Monster Cinta Itu Ialah Ibu



Karya: Tamsin Yoioga

Kasih bu itu memang tiada tara, sepanjang masa dan tidak akan pernah tergantikan oleh apa pun dan sampai kapan pun. Teringat saat kecil, saya merupakan anak yang sangat takut kepada ibu daripada bapak. Terdengar terlintas suara sedikit saja yang memanggil nama saya, walaupun sedang asyik bermain bersama teman-teman, saya pasti akan pulang agar tidak kena
pukulan rotan di pantat, atau bahkan cubitan pada telinga dan lengan. Pendidikan yang diberikan ibu kepada kami memang keras, apalagi untuk wilayah Timur Indonesia. Kami bahkan merasa kebal terhadap rotan dan cubitan. Sampai-sampai yang terlintas jika bicara tentang ibu saat itu, ialah seorang monster.

Dari rasa takut itu akhirnya jadi seperti tidak suka, bahkan terlintas rasa benci kepada cara ibu mendidik saya. Bayangkan saja, saat masih pagi, tiba-tiba sudah dibangunin padahal masih mengantuk. Kemudian dipaksa mandi dan harus segera bergegas ke sekolah. Sepulang sekolah makan siang, terus langsung disuruh tidur. Padahal saya ingin bermain bersama teman-teman di luar sana. Bahkan saat datangnya malam, saya dipaksa belajar dan tidur tepat pada jam 22.00, walaupun saya masih ingin menonton televisi. Ada lagi seperti mengaji, shalat dan belajar pun dipaksa, sampai-sampai yang tiga ini kalau tidak dilaksanakan, maka bersiap-siaplah pantat kena rotan. Hehehe

Begitulah ibu, monster yang sangat saya cintai. Sampai saat ini, kisah-kisah tersebut masih melekat kuat dalam ingatan saya. Sosok anak yang bandel ini tidak pernah memikirkan beribu kebaikan dan kasih sayang seorang ibu yang tidak pernah surut walau terkadang dirinya tidak terurus. Saya hanya memikirkan didikan didikan yang keras itu, sehingga mengabaikan kelembutan hati dan jiwanya. Dalam hal didikan keras ini, saya meyakini kita semua memiliki kisah tersendiri dan pola pikir yang sama saat dahulu.
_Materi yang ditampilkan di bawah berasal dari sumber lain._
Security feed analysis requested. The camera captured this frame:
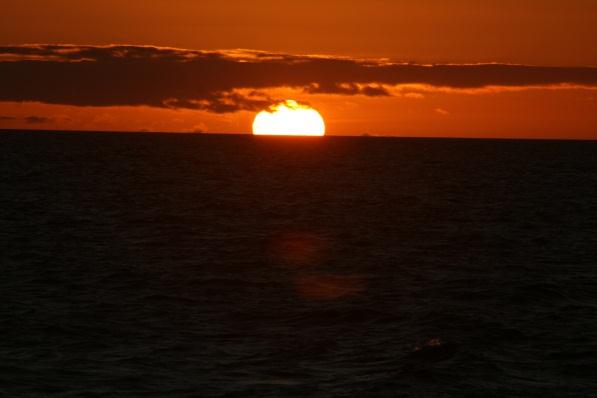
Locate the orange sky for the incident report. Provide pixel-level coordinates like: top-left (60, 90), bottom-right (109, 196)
top-left (0, 0), bottom-right (597, 139)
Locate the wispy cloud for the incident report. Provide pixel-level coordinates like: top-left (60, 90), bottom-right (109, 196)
top-left (0, 45), bottom-right (597, 113)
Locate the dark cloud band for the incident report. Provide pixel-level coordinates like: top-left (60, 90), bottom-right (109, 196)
top-left (0, 45), bottom-right (597, 113)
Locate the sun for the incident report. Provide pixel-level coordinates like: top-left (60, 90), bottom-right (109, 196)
top-left (253, 100), bottom-right (325, 136)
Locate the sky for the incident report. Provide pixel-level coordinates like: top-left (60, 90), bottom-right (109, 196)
top-left (0, 0), bottom-right (597, 139)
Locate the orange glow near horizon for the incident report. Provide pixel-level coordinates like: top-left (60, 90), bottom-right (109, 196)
top-left (253, 100), bottom-right (325, 137)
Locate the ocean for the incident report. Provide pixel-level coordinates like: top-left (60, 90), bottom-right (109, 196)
top-left (0, 132), bottom-right (597, 397)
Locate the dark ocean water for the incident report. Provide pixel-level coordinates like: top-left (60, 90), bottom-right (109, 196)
top-left (0, 132), bottom-right (597, 397)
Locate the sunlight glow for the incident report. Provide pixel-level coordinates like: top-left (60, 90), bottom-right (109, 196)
top-left (253, 100), bottom-right (325, 136)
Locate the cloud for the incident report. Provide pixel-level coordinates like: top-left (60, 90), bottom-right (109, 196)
top-left (24, 116), bottom-right (52, 124)
top-left (0, 45), bottom-right (597, 113)
top-left (0, 115), bottom-right (53, 124)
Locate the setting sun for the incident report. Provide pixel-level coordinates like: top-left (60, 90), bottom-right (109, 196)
top-left (253, 100), bottom-right (325, 136)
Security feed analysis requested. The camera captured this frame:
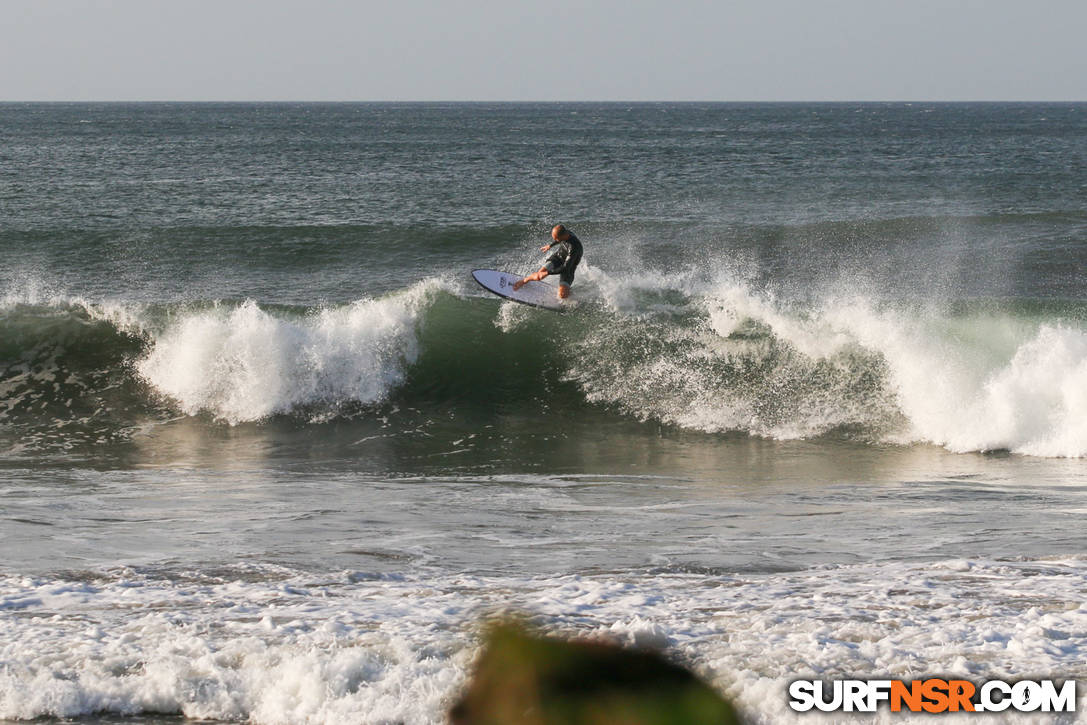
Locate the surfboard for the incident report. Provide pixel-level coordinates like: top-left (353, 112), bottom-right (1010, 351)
top-left (472, 270), bottom-right (565, 311)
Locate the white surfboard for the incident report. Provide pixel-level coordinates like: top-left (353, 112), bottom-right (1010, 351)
top-left (472, 270), bottom-right (565, 311)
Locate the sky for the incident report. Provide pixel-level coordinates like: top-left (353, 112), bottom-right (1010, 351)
top-left (0, 0), bottom-right (1087, 101)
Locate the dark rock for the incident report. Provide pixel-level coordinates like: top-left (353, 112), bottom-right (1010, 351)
top-left (450, 624), bottom-right (740, 725)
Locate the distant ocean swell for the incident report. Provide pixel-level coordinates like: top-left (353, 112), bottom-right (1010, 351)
top-left (0, 271), bottom-right (1087, 457)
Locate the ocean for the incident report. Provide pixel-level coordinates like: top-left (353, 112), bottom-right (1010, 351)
top-left (0, 103), bottom-right (1087, 724)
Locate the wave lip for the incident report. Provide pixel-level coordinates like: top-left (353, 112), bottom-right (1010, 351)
top-left (137, 280), bottom-right (437, 424)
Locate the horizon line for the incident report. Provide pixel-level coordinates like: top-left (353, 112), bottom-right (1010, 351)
top-left (0, 99), bottom-right (1087, 104)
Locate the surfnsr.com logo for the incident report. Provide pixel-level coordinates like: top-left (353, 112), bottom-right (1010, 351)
top-left (789, 677), bottom-right (1076, 713)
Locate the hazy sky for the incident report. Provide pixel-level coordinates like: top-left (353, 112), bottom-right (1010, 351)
top-left (0, 0), bottom-right (1087, 101)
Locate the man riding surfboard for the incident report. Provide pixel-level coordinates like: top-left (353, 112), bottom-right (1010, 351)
top-left (513, 224), bottom-right (583, 299)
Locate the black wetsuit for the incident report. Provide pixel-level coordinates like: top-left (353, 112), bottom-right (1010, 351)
top-left (544, 232), bottom-right (583, 287)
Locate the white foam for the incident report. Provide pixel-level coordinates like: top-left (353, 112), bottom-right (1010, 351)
top-left (137, 280), bottom-right (440, 423)
top-left (0, 559), bottom-right (1087, 724)
top-left (570, 264), bottom-right (1087, 457)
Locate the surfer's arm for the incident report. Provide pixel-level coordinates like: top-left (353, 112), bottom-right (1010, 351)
top-left (513, 267), bottom-right (550, 290)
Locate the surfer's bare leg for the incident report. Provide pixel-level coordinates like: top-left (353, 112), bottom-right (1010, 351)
top-left (513, 267), bottom-right (547, 296)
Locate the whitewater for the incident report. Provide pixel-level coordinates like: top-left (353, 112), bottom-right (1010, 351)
top-left (0, 103), bottom-right (1087, 725)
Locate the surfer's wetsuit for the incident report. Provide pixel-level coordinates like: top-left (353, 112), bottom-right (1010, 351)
top-left (544, 229), bottom-right (582, 287)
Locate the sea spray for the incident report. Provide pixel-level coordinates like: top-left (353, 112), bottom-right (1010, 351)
top-left (137, 282), bottom-right (438, 423)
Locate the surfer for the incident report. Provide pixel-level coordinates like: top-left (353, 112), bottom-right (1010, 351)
top-left (513, 224), bottom-right (582, 299)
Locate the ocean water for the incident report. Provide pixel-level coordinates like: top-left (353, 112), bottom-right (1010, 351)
top-left (0, 103), bottom-right (1087, 724)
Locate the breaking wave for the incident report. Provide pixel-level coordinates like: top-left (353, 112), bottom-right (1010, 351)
top-left (0, 266), bottom-right (1087, 457)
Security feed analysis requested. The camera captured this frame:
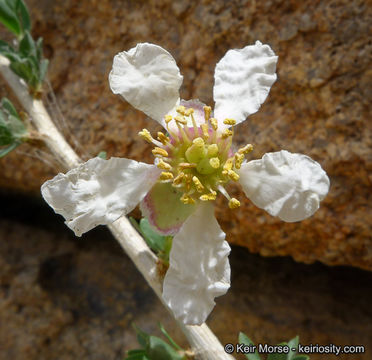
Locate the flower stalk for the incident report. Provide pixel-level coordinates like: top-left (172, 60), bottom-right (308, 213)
top-left (0, 55), bottom-right (233, 360)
Kisah-kisah tersebut baru saya sadari bahwa sesungguhnya itulah cara ibu menunjukkan kepada saya, kepada kita semua, kalau yang namanya manusia itu harus berpendidikan. Tentu pendidikan saja tidaklah cukup, butuh dasar agama dan etika untuk mengawal langkah kita. Pun begitu sikap disiplin dan konsistensi diri juga diperlukan agar bisa menjadi manusia yang bertanggung jawab terhadap tugas mulia (khalifah) di bumi yang fana ini. Dan semua itu baru saya sadari ketika beranjak dewasa. Sulit dibayangkan bagaimana bisa saya mempunyai pikiran seperti itu kepada ibu, padahal saya tidak pernah bisa pergi jauh kalau tidak bersama ibu? Pernah suatu malam saya diajak sepupu untuk bermalam di rumahnya. Spontan saya pun menyetujui tawarannya. Sampai saatnya tidur, paman dan bibi saya ikut panik bersama sepupu, karena saya terus menangis dan tidak kunjung tidur, karena terus teringat pada ibu. Padahal rumah saya dengan sepupu itu hanya dibatasi oleh jalan raya.